Even as a very grown-up (old) person, now, I still have a difficult time letting go of what I knew and wanted my children to know.  I had to accept that traditions fade as generations move along if we let them.  No, I guess we don't always have a choice.  My children have different grandparents then I did.  They have different extended family.  They have different parents:  That would be me, and that would be Sam.  We aren't my parents.  I am glad we aren't my parents.  I want to be who we are and have been for them, because I know they are them, because of who Sam and I are as parents...

No matter all the craziness I know has existed in myself, and in our adult lives, (And damn it.  My kids are so smart, they know more than we want to think they know), the twins are little people who love deeply. My children want things to "be the same."  My children understand tradition, and the depth of family love, whether they have it tangible and live-and-in-color as often as they should.  They have listened to every story about every loved one I could ever remember to tell them, and every memory of all the people they may never have had the chance to meet, or who left when they were too young to remember fully.  They know. They already know.

This Thanksgiving was quite different than any they had experienced in the past.  It was just the four of us.  We didn't have a lot of warning that it would not be the way they expected... tradition... but things had been slowly changing for years... People in our family have changed, and moved apart from us, even if they weren't moving away.  They still lived 2-20 minutes from our home.  We had never had a Thanksgiving with just the four of us.  We'd never known a holiday without extended family.  The kids were happy, just the same.


***

When I child, we had to sit on the stairs on Christmas morning and sometimes sing holiday songs until my parents would let us go into the kitchen and look into our stockings.  We'd dump them out on the kitchen table.  We had hooks on a kitchen fireplace.  We always had to go to the kitchen first and look in our stockings and eat some breakfast first.  Usually my mom made us Candy Cane Coffee Cakes, and I think it was their chance to make sure everything was still in order, (and that the cats hadn't knocked over the tree, or the "Santa" presents were in order [which were never wrapped, always put out in front of the tree], and they could drink some coffee and prepare themselves for the crazy day).  And it just stretched out all the fun, the anticipation...  I never, ever peeked into the living room even though we could see the tree from the kitchen table if we had looked.

My children never peek, they really don't!

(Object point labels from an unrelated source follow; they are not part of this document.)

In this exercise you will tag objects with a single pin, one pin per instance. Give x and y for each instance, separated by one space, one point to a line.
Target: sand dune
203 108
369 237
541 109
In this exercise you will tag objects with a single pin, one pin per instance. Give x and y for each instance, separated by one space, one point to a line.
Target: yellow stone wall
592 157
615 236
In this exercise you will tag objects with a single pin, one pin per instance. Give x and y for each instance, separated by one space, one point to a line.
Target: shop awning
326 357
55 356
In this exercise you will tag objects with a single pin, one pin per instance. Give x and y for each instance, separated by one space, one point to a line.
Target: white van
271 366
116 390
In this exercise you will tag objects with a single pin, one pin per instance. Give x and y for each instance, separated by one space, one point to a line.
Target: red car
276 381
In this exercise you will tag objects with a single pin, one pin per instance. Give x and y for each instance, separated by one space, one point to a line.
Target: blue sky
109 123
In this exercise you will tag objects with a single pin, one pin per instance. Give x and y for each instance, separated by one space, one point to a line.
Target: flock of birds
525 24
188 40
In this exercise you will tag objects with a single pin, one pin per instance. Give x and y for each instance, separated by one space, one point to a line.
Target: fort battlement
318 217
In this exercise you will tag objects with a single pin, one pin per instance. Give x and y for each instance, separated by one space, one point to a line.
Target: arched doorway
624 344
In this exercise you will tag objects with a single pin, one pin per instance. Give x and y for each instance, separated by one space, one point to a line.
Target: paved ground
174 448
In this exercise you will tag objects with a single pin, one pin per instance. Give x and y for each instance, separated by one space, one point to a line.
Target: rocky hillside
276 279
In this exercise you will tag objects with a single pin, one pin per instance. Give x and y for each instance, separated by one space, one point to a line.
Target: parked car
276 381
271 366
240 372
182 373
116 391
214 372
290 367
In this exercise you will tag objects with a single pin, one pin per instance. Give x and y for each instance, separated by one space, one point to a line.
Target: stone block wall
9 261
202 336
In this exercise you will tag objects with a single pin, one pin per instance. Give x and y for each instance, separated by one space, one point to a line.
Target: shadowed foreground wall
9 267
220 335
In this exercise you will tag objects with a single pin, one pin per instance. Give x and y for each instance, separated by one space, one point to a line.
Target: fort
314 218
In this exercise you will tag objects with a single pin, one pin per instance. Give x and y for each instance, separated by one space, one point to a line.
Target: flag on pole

They are just like me, or how I was as a child.
They love the magic and the anticipation of the holidays, (however it is conjured), and they don't want to ruin it.

They have even woken up hours before Sam and I even felt capable of functioning properly after a long night of putting together some dollhouses or other toys that seemed to have a million pieces and directions in foreign languages.  And they would lay on our bed, or wait on the steps, or climb back into their beds if we told them it was too early and would giddily chat and giggle and keep calling down, "Is it time, yet?"

(My best childhood friend, Heather, used to unwrap her Christmas presents carefully and rewrap them weeks before the holiday arrived.  I couldn't imagine not wanting to be surprised.  I wondered how she could be surprised or excited on Christmas morning, let alone act like she was anything at all).

Anyway.  It only takes one parent and one child to keep a tradition alive, I've realized.  And I also know I can't try to make anyone else do what I hope and think they should do, and to understand the powerful importance of family traditions.  I know I have to think about my kids.  I must keep them moving along, through time, collecting memories.